Output is an "OCI-compatible container, also known as a Docker container." When I chain the stdout() command, this returns the output of the last executed command. This sounds like what I want. However:

Running npm run test should trigger this script from the docker image of my project:

    "test": "npx jest",

Let's go deeper...

I use the npx to trigger Jest to execute all test files in my project. I am using npx over npm because I need execute a package that was installed in my image. This is because when I created this Docker Image I pruned all devDependencies.

# Remove development dependencies
RUN npm prune --omit=dev --legacy-peer-deps

But why?

Let's start with the creation of my Docker image. My Docker image is "built up from a series of layers. Each layer represents an instruction in the image's Dockerfile... each layer is only a set of differences from the layer before it". When the Docker image is built if a layer changes, it will need to be rebuilt along with all other layers coming after it. To optimize the speed of my build, I defined a multi-stage build process.

There are 3 stages in my build;

  1. A base stage: setting up a NodeJS environment with a specified version for consistency.

  2. A build stage: building all dependencies, copying the application source code and running build scripts

  3. A final stage: ensuring only the necessary runtime environment, build application and only the necessary runtime environment is install. Keeping the final image size own.

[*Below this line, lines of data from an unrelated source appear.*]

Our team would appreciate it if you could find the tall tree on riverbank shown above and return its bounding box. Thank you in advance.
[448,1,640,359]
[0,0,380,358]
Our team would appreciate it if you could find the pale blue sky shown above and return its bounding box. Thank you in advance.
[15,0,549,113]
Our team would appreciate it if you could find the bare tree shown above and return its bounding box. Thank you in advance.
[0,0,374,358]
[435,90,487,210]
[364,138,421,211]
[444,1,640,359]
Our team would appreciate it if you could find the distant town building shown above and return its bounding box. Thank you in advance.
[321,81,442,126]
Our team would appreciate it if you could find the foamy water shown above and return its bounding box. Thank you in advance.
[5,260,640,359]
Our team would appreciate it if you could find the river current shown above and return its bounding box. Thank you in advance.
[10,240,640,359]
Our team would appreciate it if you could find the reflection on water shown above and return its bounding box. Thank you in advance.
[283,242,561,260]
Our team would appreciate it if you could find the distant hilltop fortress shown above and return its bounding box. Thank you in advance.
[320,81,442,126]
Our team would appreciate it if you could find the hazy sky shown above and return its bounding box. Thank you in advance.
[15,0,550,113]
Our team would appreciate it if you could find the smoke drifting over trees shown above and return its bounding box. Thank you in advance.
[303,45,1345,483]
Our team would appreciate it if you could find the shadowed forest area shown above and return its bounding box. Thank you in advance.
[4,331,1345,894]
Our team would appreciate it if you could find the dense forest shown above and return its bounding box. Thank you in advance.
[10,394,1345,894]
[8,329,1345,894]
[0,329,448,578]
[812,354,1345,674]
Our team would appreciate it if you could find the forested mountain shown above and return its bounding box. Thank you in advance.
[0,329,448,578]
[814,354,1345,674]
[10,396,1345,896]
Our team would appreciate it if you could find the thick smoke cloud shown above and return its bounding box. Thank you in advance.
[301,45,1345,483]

In my build stage specifically, I pruned devDependencies to further reduce the size of my image. I did this because these are packages not necessary to run my app. I don't need Jest to run my app, I use this to justify my rationale to continue to prune devDependencies.

All to say; I need to use npx because it "allows you to run an arbitrary command from an npm package (either one installed locally, or fetched remotely)" Since Jest will not be available in the image, npx will install this package.

Going back to the problem at hand: since Jest by default sets the Node environment to test, the environment will initially be set to test. stdout() is capturing this output specifically.

Let's dive in deeper again...

                .with_exec(["sh", "-c", "npm run test"])

I am running npm run tests as a shell script. Three standards streams are established when this command is executed; stdin, stdout, stderr.

The dagger stdout() implementation specifically gets output from the stdout stream:

ctx = self.select("stdout", _args)

This makes sense, it is self-explanatory. The problem is, in my case when I run npx jest locally, I get a warning along with the test results

Jest outputs its test results, including passes and failures to the stdout stream. It could be because Jest can handle and run tests that can be asynchronous resulting in stdout() not capturing the full output from running Jest.

Redirection...

"Before a command is executed, its input and output may be redirected" I used redirection to redirect the output from stderr to stdout . By doing this I ensure all output is captured in a single place.

            .with_exec(["sh", "-c", "npm run test 2>&1"])

In the above, I am redirecting output from stderr to stdout consolidating the output from stdout and capturing the full output from executing Jest to run all my unit tests.